On the one hand there are the Communists who are now considered our enemies though during the war they were our allies, our brothers, to be worked with on all fronts; whom we were told to love. And on the other hand there are those of our own household who do not seem to “understand concerning the needy and the poor.”

On the one hand Churches are being rebuilt, and on the other the poor are still living in rubble in America as well as in Europe. The other day I had occasion to visit Borkland State Hospital to see a man recently committed there and the bus went through Shankstown, which is at Orangeburg and was formerly an army camp. Now it is a dismal rural slum where countless families live in wooden barracks for lack of better homes, where the rooms are small and the congestion is as bad as in the city apartments.

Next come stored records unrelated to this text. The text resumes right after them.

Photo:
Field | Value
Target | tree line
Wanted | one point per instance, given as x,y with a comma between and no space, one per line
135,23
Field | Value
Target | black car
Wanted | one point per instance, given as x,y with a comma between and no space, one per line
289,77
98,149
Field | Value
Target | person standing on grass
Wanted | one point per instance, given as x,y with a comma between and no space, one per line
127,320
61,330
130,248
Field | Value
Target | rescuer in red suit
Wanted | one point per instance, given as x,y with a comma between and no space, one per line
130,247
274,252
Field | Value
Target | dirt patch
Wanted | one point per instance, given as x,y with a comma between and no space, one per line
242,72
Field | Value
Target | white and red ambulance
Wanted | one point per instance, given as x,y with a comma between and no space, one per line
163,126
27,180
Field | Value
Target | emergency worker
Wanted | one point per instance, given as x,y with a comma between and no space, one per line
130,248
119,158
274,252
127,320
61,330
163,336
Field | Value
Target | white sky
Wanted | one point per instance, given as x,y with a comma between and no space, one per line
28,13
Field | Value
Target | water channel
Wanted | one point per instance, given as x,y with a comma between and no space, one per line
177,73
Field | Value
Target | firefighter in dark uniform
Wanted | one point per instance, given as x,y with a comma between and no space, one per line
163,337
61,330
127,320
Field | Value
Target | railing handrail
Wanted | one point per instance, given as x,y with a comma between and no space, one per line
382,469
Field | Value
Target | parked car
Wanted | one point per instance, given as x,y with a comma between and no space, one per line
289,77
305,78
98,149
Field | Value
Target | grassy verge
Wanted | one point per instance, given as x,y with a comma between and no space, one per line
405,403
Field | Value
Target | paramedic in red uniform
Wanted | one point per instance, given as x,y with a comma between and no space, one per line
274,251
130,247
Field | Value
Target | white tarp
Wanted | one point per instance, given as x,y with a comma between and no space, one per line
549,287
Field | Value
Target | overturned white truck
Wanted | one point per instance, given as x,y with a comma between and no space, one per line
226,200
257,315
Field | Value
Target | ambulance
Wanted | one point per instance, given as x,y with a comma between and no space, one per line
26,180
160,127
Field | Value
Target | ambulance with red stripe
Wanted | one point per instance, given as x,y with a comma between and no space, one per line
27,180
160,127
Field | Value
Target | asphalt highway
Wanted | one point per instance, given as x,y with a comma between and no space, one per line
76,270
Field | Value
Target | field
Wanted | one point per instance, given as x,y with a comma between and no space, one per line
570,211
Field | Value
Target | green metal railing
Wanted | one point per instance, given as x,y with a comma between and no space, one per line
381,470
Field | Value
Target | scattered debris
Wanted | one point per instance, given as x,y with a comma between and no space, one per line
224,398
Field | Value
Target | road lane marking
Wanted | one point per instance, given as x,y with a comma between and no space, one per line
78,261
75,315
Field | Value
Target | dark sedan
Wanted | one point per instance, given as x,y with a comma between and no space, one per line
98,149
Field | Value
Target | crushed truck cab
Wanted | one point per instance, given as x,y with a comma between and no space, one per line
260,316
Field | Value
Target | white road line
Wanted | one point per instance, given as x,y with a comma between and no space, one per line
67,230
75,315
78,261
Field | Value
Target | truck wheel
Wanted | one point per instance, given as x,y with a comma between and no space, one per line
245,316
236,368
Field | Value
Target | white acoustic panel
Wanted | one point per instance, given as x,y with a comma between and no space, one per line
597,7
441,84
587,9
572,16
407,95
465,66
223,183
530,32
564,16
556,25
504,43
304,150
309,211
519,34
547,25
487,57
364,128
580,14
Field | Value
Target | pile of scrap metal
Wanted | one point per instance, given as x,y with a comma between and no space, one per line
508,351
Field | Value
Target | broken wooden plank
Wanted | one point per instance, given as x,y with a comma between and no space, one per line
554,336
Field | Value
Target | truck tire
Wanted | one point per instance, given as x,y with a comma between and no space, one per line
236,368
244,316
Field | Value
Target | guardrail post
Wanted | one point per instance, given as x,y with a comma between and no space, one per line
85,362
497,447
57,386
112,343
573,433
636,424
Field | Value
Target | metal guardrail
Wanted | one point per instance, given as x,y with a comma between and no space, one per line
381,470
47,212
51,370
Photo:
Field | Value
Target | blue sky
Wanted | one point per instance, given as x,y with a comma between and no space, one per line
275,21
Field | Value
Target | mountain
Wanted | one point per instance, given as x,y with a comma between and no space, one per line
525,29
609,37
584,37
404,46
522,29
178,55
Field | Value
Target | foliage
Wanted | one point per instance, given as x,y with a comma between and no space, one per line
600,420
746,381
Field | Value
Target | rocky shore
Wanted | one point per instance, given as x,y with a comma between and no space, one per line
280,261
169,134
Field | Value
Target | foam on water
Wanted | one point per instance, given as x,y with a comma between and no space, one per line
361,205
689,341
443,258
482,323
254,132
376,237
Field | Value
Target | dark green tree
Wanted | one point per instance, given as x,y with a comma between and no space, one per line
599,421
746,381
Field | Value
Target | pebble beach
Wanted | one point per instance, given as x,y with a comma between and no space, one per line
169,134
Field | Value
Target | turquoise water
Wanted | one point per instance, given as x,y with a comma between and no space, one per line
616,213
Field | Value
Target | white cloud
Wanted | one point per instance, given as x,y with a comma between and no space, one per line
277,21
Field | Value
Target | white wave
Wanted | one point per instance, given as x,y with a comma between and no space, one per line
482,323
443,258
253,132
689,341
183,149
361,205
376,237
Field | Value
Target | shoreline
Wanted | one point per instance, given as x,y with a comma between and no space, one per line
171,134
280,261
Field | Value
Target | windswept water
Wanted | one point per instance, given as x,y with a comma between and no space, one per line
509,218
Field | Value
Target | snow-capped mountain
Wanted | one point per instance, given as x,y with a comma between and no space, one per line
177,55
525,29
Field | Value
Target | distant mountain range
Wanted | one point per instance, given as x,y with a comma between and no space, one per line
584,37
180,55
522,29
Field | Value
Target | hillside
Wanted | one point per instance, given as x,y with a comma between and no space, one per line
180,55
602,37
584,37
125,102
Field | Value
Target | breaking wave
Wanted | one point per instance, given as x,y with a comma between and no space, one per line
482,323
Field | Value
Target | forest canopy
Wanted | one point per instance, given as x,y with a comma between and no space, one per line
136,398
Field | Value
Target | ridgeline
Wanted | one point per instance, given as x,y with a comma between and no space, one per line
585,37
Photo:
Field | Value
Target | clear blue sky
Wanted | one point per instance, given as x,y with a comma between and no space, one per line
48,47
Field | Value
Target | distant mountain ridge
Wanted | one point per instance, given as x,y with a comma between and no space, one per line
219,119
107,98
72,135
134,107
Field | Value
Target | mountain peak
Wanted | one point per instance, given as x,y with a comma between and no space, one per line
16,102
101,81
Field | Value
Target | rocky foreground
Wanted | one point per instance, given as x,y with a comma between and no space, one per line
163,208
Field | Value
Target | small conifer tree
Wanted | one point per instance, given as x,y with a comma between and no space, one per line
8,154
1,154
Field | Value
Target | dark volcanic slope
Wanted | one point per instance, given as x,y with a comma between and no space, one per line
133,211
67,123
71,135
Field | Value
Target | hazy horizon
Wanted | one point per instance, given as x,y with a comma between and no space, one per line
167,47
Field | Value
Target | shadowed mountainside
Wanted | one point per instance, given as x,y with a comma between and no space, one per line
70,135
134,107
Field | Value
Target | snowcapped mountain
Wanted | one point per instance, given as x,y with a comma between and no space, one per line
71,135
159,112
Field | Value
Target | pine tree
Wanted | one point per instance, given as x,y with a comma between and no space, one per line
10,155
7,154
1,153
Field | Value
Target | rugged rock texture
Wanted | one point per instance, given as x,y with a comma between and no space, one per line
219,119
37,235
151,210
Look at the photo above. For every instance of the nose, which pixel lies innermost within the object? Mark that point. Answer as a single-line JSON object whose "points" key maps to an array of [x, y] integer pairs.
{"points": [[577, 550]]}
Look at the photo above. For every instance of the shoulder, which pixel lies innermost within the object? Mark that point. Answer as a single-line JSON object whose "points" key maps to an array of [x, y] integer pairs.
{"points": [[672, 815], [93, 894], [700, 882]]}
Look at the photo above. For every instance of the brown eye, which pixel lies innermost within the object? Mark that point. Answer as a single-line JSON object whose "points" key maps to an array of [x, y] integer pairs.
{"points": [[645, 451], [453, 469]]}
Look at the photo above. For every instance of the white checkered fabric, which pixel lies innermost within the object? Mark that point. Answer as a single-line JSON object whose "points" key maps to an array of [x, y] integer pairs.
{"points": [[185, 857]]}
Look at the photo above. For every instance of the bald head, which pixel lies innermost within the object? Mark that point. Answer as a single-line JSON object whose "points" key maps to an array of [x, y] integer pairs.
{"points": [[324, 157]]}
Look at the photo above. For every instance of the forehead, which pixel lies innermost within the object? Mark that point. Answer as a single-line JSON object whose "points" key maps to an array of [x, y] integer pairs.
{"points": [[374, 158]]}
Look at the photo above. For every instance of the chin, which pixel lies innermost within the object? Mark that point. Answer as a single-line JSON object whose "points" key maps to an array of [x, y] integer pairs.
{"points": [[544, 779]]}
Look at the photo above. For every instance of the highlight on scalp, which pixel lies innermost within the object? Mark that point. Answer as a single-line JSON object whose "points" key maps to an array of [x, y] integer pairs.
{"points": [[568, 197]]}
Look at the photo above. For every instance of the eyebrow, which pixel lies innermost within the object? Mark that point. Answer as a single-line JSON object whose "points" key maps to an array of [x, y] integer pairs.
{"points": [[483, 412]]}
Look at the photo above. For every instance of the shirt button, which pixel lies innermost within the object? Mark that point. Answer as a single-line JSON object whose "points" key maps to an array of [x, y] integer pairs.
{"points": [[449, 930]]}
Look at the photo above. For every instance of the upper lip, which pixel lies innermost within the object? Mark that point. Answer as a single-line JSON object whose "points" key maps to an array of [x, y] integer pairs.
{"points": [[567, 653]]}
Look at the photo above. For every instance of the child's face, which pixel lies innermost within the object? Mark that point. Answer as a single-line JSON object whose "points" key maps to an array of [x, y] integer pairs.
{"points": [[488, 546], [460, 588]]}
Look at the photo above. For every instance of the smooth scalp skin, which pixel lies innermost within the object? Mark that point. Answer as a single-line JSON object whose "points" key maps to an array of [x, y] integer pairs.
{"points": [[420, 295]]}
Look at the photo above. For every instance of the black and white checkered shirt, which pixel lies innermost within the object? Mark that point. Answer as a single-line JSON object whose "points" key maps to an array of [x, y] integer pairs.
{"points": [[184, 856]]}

The slums we live in and the struggles of the family, and the bitterness of heart there is at the injustice done it, the lack of understanding shown it is one of the reasons “workers are lost to the Church.” The other day I heard a priest say, when told of an increase expected in the family of one of his parishioners, “Not much self control there!” I have heard this so often that I wish to comment on it. I had heard it so often from the Jansenist Catholic that I could control myself to a certain extent, but for a priest to say such a thing! Oh, the cleavage between priest and people! “Do you know the facts of life?”, I wanted to ask. But instead I remarked meekly, “Once a year may produce such a result.” St. Paul said, “Defraud not one another, except perhaps by consent, for a time, that you may give yourselves to prayer; and return together again, lest Satan tempt you for your incontinency.” “Let husband render the debt to his wife, and the wife also in like manner to the husband.”

When we were taking care of Helen’s five children while she had her sixth, Michael said, “What strong curbs God has put on man’s passions by family life. How it moderates them, tones them down.” By the time a woman is having her sixth child, the call of the flesh is far less acute. One of the troubles with love is that it gets buried on the debris of life, the hardships of child bearing. The drain and drag of children on the mother is such that she is apt to neglect her husband and lose that love of body and soul, so that she has to explore and search in her depths and seek it and pray for it, wooing it and caressing it again into life, seeking it in the body of her husband, bone of her bone, flesh of her flesh, breathing life into what seems dead, as Elias did to the widow’s son.

The Church is the Bride of Christ, and our Lord perhaps thought of these things when he said, “Think you when I return, will I find faith on the earth?” Fr. Romano Guardini said that the Church was the Cross and Christ could not be separated from his Cross.

So the worker must remember when in his poverty and insecurity, his unemployment, homelessness, in the midst of his children crying for bread, he thinks with bitterness that it is the Communist who has espoused his cause. It is the great temptation, the great test of the present day, as heartbreaking, as cruel, as the test of Abraham and Isaac.

But our faith, more precious than gold, must be tried as though by fire.